Keep in mind we are trying to keep our tank colorful and lively.


----------



## Fishfirst (Jan 24, 2005)

for corals I'd go with mushrooms, polyps, and softs... they need less light than the hards, and are still nicely colored. Yet they still need a lot of light, florcent compacts are a must... (VHO's and Halides are options too) you need about 4-5 watts per gallon before you can get these corals or they will just wither away like a plant without any sunlight. I'd get some live rock and cure it in a rubbermaid container with a powerhead for a couple weeks so you don't have a bunch of die off in your tank.
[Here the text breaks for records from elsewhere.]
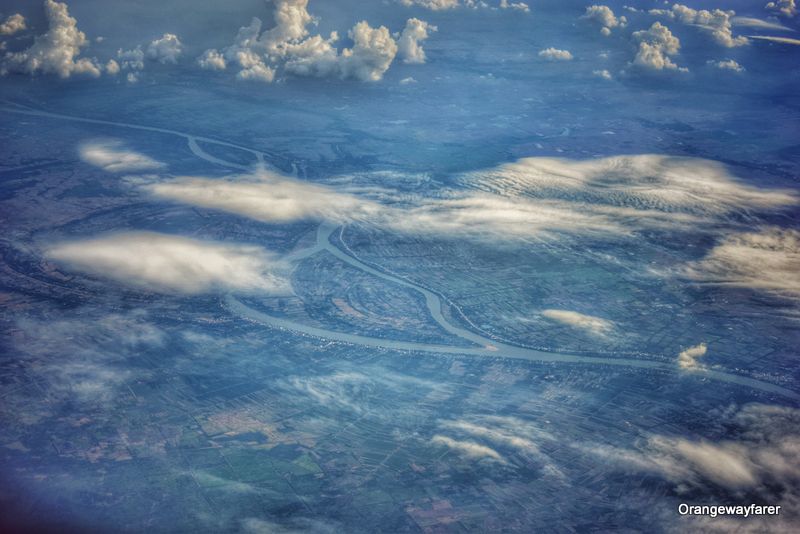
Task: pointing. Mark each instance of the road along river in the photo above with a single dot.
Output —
(485, 347)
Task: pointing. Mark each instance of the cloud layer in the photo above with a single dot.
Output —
(589, 323)
(768, 259)
(172, 264)
(112, 156)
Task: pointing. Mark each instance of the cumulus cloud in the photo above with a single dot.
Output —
(786, 8)
(759, 23)
(408, 44)
(687, 359)
(717, 22)
(554, 54)
(727, 64)
(604, 16)
(467, 449)
(112, 156)
(258, 72)
(290, 46)
(656, 45)
(56, 51)
(166, 49)
(517, 6)
(172, 264)
(589, 323)
(767, 260)
(212, 60)
(112, 67)
(783, 40)
(132, 59)
(13, 24)
(442, 5)
(372, 53)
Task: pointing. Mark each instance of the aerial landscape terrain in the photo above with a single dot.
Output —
(399, 266)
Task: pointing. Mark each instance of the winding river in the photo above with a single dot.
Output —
(483, 348)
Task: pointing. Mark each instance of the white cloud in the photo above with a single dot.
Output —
(56, 51)
(212, 60)
(554, 54)
(75, 355)
(131, 59)
(502, 430)
(441, 5)
(656, 45)
(727, 64)
(718, 22)
(517, 6)
(783, 40)
(166, 49)
(604, 16)
(289, 45)
(408, 44)
(759, 23)
(767, 260)
(112, 67)
(266, 197)
(172, 264)
(13, 24)
(467, 449)
(434, 5)
(675, 185)
(372, 53)
(786, 8)
(687, 359)
(258, 73)
(589, 323)
(112, 156)
(531, 199)
(760, 456)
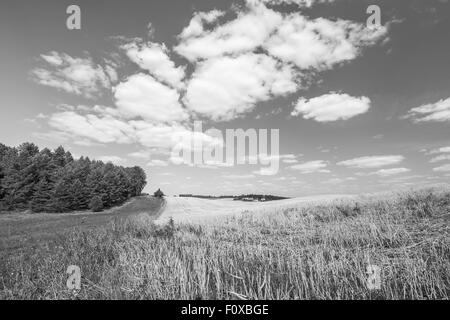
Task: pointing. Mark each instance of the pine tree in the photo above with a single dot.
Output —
(42, 197)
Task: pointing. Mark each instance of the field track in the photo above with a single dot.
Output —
(19, 229)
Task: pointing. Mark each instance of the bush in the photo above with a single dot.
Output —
(96, 204)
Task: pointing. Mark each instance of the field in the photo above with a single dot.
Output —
(21, 230)
(281, 250)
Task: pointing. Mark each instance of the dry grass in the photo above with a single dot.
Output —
(317, 252)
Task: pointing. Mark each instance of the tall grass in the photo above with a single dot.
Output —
(308, 252)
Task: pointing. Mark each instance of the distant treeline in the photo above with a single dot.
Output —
(52, 181)
(258, 197)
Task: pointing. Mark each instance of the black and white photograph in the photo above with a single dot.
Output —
(225, 154)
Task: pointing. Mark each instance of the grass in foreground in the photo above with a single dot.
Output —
(317, 252)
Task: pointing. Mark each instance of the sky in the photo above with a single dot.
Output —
(359, 108)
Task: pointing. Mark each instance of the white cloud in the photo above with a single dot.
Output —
(317, 43)
(320, 43)
(311, 167)
(433, 112)
(154, 58)
(140, 154)
(227, 87)
(331, 107)
(440, 150)
(238, 176)
(443, 168)
(113, 159)
(442, 157)
(301, 3)
(79, 76)
(157, 163)
(269, 171)
(244, 34)
(195, 26)
(108, 129)
(372, 161)
(142, 96)
(390, 172)
(101, 129)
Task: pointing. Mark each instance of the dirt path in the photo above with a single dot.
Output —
(19, 229)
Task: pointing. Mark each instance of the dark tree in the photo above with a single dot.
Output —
(53, 181)
(96, 204)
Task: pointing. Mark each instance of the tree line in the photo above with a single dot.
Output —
(53, 181)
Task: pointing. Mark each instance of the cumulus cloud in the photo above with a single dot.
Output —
(154, 58)
(331, 107)
(320, 43)
(244, 34)
(300, 3)
(372, 161)
(104, 129)
(443, 168)
(311, 167)
(195, 27)
(433, 112)
(108, 129)
(113, 159)
(238, 176)
(266, 171)
(157, 163)
(309, 43)
(143, 96)
(441, 157)
(390, 172)
(232, 74)
(79, 76)
(440, 150)
(224, 88)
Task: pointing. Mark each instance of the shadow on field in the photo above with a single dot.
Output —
(18, 230)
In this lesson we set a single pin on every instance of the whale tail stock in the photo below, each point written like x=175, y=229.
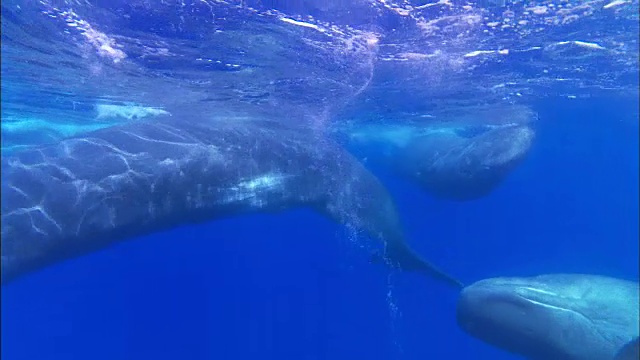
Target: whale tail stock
x=401, y=257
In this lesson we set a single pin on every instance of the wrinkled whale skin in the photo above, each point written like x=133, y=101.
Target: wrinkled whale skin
x=86, y=192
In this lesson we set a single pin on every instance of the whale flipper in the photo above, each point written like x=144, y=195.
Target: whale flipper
x=86, y=192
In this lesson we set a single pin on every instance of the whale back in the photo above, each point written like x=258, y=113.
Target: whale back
x=84, y=193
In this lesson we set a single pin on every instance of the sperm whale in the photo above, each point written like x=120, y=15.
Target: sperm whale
x=86, y=192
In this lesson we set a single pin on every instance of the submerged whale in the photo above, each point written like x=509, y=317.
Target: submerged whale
x=555, y=316
x=463, y=157
x=86, y=192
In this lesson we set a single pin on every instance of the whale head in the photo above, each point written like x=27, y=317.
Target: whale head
x=559, y=316
x=468, y=163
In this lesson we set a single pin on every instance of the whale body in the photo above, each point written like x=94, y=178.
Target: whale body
x=86, y=192
x=554, y=316
x=462, y=155
x=453, y=166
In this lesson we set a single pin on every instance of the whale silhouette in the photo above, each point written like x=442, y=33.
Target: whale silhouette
x=85, y=192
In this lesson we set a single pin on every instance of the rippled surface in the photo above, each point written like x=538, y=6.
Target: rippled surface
x=305, y=63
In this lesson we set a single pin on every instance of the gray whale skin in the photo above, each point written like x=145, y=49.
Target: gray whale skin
x=86, y=192
x=554, y=316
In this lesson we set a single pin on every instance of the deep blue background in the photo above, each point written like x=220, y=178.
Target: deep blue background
x=293, y=286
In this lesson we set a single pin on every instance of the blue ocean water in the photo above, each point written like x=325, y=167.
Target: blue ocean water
x=295, y=285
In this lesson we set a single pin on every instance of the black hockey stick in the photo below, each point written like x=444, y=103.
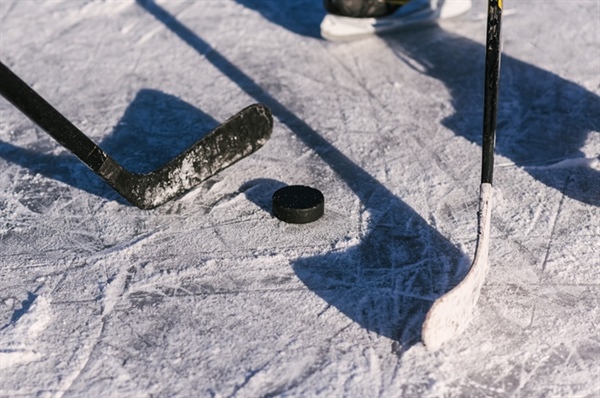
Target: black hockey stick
x=451, y=313
x=236, y=138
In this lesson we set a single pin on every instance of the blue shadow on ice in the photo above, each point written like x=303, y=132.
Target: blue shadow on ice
x=299, y=16
x=386, y=283
x=154, y=128
x=542, y=118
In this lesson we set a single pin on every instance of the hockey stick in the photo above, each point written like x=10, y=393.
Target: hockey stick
x=451, y=313
x=234, y=139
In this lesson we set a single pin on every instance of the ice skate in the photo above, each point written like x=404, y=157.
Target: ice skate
x=356, y=19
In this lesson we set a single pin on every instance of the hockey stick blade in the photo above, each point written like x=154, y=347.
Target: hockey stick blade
x=233, y=140
x=451, y=313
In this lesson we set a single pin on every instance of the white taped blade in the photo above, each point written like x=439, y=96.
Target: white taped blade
x=452, y=312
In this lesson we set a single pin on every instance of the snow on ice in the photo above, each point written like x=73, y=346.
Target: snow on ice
x=210, y=295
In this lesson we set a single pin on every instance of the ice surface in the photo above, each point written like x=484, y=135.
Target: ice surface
x=210, y=295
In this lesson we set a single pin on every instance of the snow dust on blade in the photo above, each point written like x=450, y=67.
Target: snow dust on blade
x=233, y=140
x=451, y=313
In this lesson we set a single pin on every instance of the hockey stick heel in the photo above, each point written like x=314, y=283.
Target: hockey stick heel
x=233, y=140
x=450, y=314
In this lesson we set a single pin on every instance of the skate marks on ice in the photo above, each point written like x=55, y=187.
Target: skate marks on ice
x=387, y=282
x=154, y=128
x=543, y=119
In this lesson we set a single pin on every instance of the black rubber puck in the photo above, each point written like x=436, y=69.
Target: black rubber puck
x=298, y=204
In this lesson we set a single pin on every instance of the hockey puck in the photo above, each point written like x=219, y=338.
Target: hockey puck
x=298, y=204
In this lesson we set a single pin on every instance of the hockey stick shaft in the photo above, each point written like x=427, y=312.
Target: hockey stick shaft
x=492, y=78
x=450, y=313
x=49, y=119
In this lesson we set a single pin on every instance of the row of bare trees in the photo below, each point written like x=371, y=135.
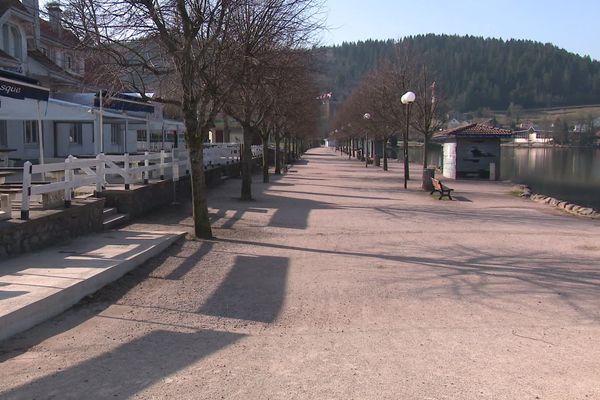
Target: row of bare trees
x=246, y=58
x=378, y=95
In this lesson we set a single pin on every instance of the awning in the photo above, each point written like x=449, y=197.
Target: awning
x=15, y=87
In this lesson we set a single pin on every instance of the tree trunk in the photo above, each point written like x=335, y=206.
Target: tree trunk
x=265, y=143
x=425, y=151
x=194, y=138
x=277, y=155
x=247, y=161
x=385, y=154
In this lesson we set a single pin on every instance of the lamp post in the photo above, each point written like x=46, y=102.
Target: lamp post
x=407, y=98
x=366, y=117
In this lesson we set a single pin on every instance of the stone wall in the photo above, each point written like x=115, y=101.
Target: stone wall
x=49, y=227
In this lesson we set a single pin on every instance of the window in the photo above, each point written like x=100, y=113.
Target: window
x=116, y=134
x=3, y=135
x=30, y=132
x=76, y=133
x=12, y=41
x=17, y=50
x=141, y=134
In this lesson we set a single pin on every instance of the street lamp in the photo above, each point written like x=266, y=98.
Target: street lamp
x=367, y=117
x=407, y=98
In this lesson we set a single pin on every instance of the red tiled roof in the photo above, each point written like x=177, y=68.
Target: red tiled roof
x=474, y=130
x=6, y=4
x=7, y=57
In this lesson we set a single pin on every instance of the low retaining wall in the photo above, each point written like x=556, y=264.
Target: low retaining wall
x=49, y=227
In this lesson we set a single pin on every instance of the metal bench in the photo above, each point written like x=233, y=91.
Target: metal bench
x=442, y=189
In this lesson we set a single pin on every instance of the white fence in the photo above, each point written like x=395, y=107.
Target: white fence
x=74, y=173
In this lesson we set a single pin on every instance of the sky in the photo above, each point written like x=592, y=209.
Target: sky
x=572, y=25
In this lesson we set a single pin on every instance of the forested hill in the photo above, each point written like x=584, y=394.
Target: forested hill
x=474, y=72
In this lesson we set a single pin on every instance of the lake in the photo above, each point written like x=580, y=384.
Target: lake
x=571, y=174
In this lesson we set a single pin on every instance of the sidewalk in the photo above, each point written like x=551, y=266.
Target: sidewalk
x=336, y=283
x=38, y=286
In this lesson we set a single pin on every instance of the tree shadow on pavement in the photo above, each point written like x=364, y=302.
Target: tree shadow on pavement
x=128, y=369
x=253, y=290
x=93, y=305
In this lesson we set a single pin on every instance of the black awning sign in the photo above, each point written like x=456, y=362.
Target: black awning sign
x=16, y=90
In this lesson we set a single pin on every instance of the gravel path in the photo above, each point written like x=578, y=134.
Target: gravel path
x=335, y=283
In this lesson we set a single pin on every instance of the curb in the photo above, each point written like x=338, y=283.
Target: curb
x=43, y=309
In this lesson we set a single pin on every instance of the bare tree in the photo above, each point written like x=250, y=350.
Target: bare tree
x=428, y=112
x=261, y=28
x=174, y=48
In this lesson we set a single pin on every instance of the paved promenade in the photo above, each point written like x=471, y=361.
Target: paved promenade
x=336, y=283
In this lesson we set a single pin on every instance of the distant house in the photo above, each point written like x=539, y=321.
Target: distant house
x=43, y=112
x=531, y=136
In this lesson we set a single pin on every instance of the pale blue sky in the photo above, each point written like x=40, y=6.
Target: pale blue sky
x=573, y=25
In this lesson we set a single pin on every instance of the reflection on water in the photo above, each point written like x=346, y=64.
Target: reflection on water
x=565, y=173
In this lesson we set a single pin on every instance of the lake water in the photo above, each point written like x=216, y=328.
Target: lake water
x=570, y=174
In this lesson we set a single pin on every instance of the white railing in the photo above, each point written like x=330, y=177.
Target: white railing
x=65, y=171
x=256, y=150
x=74, y=173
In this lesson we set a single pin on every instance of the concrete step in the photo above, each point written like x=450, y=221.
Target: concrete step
x=39, y=285
x=115, y=220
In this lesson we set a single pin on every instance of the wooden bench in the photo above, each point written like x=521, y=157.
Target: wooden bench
x=442, y=189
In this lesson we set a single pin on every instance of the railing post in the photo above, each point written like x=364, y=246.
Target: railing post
x=27, y=167
x=146, y=165
x=127, y=174
x=175, y=164
x=162, y=165
x=68, y=194
x=99, y=173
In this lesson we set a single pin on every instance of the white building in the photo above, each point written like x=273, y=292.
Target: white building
x=43, y=112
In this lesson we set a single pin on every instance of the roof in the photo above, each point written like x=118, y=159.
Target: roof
x=60, y=35
x=474, y=130
x=5, y=5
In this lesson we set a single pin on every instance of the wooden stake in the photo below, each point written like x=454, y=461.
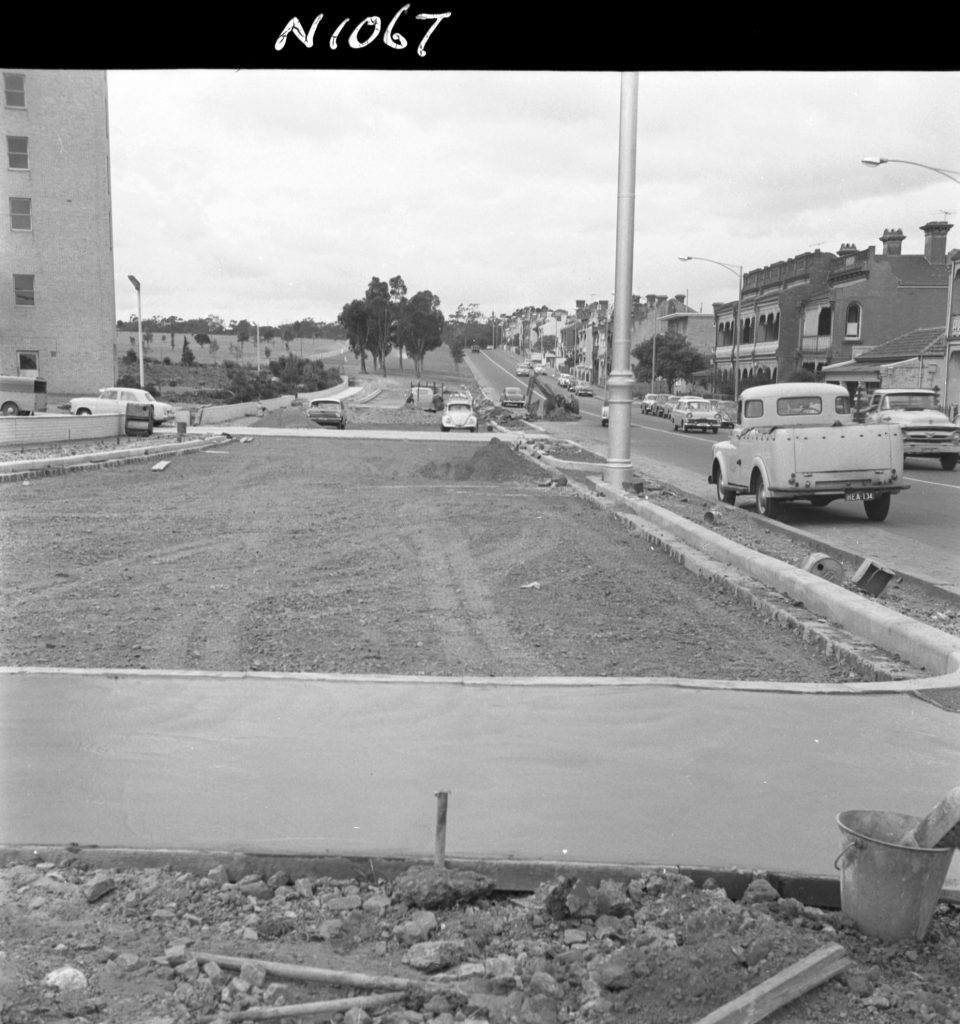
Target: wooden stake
x=936, y=823
x=439, y=857
x=784, y=987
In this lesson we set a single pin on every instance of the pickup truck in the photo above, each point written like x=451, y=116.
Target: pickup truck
x=927, y=431
x=798, y=441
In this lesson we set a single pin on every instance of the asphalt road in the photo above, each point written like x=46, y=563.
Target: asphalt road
x=919, y=538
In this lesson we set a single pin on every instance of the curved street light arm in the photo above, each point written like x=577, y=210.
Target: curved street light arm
x=876, y=161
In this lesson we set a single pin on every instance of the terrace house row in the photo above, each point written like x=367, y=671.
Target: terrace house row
x=821, y=308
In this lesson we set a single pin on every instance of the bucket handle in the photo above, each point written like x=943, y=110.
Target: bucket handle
x=856, y=845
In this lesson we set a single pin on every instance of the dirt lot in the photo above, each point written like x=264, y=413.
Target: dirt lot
x=340, y=555
x=315, y=555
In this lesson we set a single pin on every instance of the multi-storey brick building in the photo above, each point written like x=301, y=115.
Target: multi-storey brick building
x=57, y=307
x=821, y=308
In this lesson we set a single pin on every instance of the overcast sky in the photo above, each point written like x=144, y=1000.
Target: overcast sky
x=277, y=195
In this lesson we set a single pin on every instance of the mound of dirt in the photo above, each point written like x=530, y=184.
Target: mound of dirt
x=164, y=946
x=492, y=462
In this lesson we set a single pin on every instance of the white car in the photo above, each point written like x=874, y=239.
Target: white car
x=116, y=399
x=695, y=414
x=459, y=415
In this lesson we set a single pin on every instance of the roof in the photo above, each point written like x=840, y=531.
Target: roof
x=791, y=389
x=920, y=341
x=916, y=269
Also you can get base rock and seed it with live rock so you get all live rock. www.hirocks.com is a good place to get your base rock for a good price. I'd get a 4-1 ratio of base rock to live rock and about a total of 75-100lbs of it. Feeding Clarkii? clownfish shouldn't be that hard... if you have flakes or pellets they will gladly accept these, plus shrimp and fish you buy at the grocery store is good for them too.


----------



## Hickers (Mar 25, 2005)

Also a feather duster is a nice addition...

Hickers


----------



## sully01 (Mar 22, 2005)

what about anemeonies. i really like those. they would be good for the clown fish right.?


----------



## Hickers (Mar 25, 2005)

Depends

The chances are the clown fish would not interact with the anemeonies, unless you are lucky. Your clownfish could be tank bred so it is a bit of a misconception that they would. Most clown fish are excellent begginer fish, (but I did have a pair of baby common clowns that were bullied to death by Domino damsel).

Regards

Hickers


----------



## Fishfirst (Jan 24, 2005)

anemones are not for the average aquarist... it takes a massive amount of lighting for most anemones... they just plain don't do well without it. I would highly recomend not getting one until your feet are well in the water... say in 4-5 years.


----------



## sully01 (Mar 22, 2005)

yah maybe we should wait...


anyway. we went to the fish place and i saw one of those gobys. those are probably the coolest looking fish ive ever seen. it kept digging adn spitting the sand out. i figured that we should get one of those cause right now we have a lot of top and middle of the tank fish but no bottom fish. just hermit crabs. i think that one goby and a blenny would do nicely..what do you think?


----------



## wrasser (Apr 5, 2005)

sully01 hows the tank going for you?


----------



## Guest (Apr 7, 2005)

what kind of goby?


----------



## sully01 (Mar 22, 2005)

the tank is actually going great right now. we got some base rock and put it in there and it looks really nice. as soon as we get some live rock and get it all cured i think it will look nice

as for the goby i dont know i couldnt find the tag for it. (you know how at like petco they have the fish in the tank and the name of it on the outside) but it was really entertaining watching it dig in the sand


----------



## sully01 (Mar 22, 2005)

just put in some new fish
butterfly and a yellow spotted goby

really nice

tank is doing great


----------